Clinical Guidance: Suicide Attempts, Delirium, and Mania From Steroid Therapy

An epidemiological study by Fardet et al. (CME, p. Original article: 491) of British general practice patients who received oral glucocorticoids showed that patients who received these drugs were seven times as likely to attempt suicide as were patients with the same illness who did not receive steroids (figure). The increase was most prominent in younger people. Mania and delirium were also significantly more common, particularly in older men. Neuropsychiatric effects were more common in patients receiving higher doses and those with previous mental disorders. Brown (p. Original article: 447) notes in an editorial that this is the first large-scale study of the effects of steroids, with over 300,000 patients exposed to the drugs.

Neuropsychiatric effects of glucocorticoids vary by patient age and sex (Fardet et al., p. 491)

Clinical Guidance: Slow Resolution of the Pathophysiology of Delirium

Hospitalized elderly patients with delirium have increased connectivity between the prefrontal cortex and posterior cingulate as observed by Choi et al. (p. Original article: 498), as well as reduced connectivity with dopaminergic and cholinergic neurons. After 6 days of antipsychotic drugs, patients' symptoms decreased by half. Dopaminergic and cholinergic functional innervation was also restored. However, the abnormal cortical connectivity continued, consistent with early partial resolution of delirium but persistence of significant cognitive psychopathology. Gaudreau (p. Original article: 450) points out in an editorial that there has been only one well-controlled therapeutic trial for delirium since 1996 and notes that a surrogate consent procedure made this research possible for these gravely disabled patients.
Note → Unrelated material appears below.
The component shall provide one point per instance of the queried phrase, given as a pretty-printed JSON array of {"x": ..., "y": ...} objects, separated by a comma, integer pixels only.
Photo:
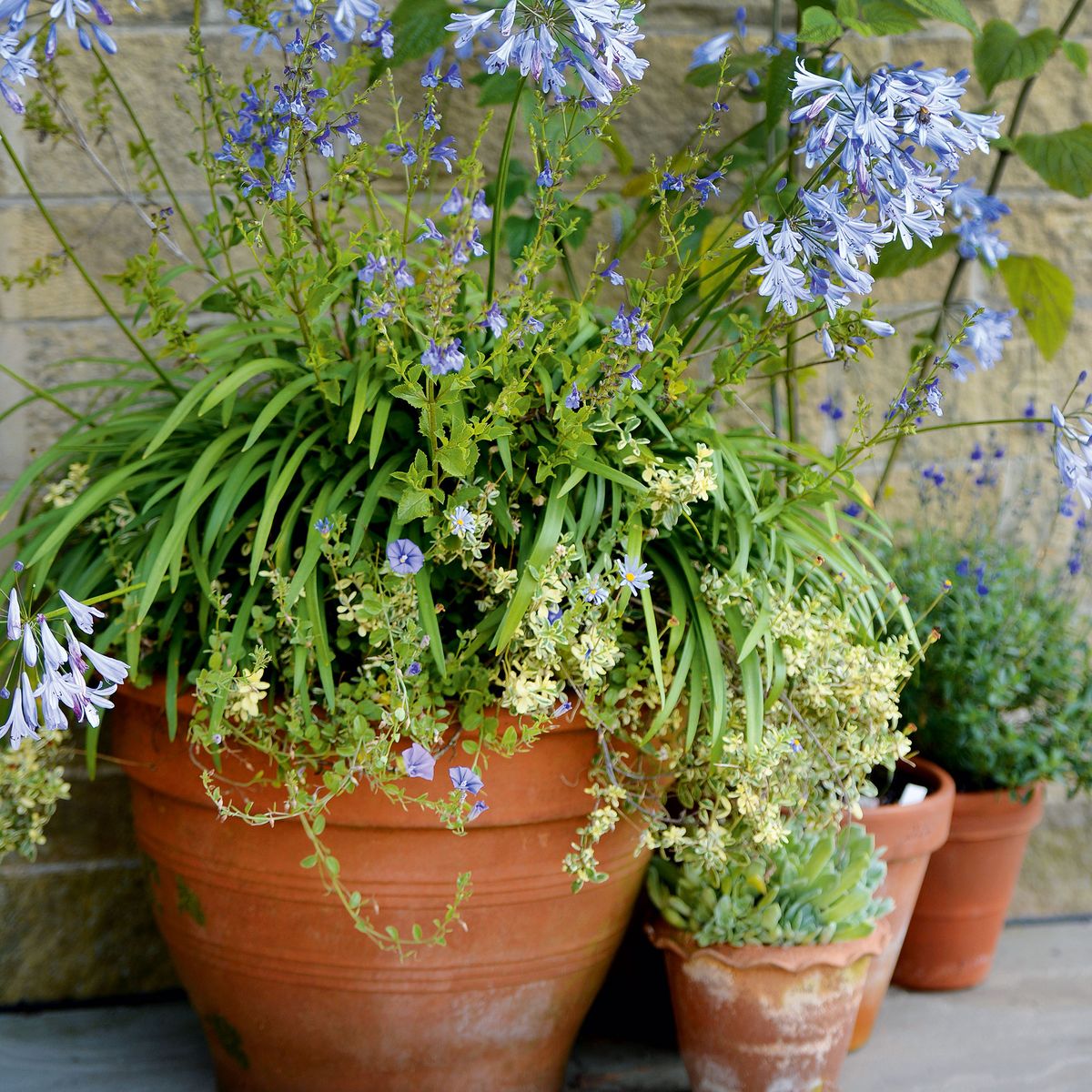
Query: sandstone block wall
[{"x": 44, "y": 328}]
Clinical Guidance: Implantable Naltrexone for Mixed Heroin-Amphetamine Dependence

A placebo-controlled study of 100 outpatients with mixed heroin-amphetamine addiction showed that implanted naltrexone, designed to block opiate effects for 8–10 weeks, led to 52% of patients remaining in treatment and 38% having urine samples free of both drugs at 10 weeks, compared to 28% remaining and 16% drug free for the placebo implant. Tiihonen et al. (p. Original article: 531) report that use of other substances, such as alcohol, did not increase. The number needed to treat, i.e., number of patients who have to be treated for one to benefit, was three. In an editorial, Penetar (p. Original article: 455) points out that a puzzling aspect of the study is that craving decreased in both treated and placebo groups, even though remission rates differed. Naltrexone did decrease euphoria in patients who continued to use amphetamine.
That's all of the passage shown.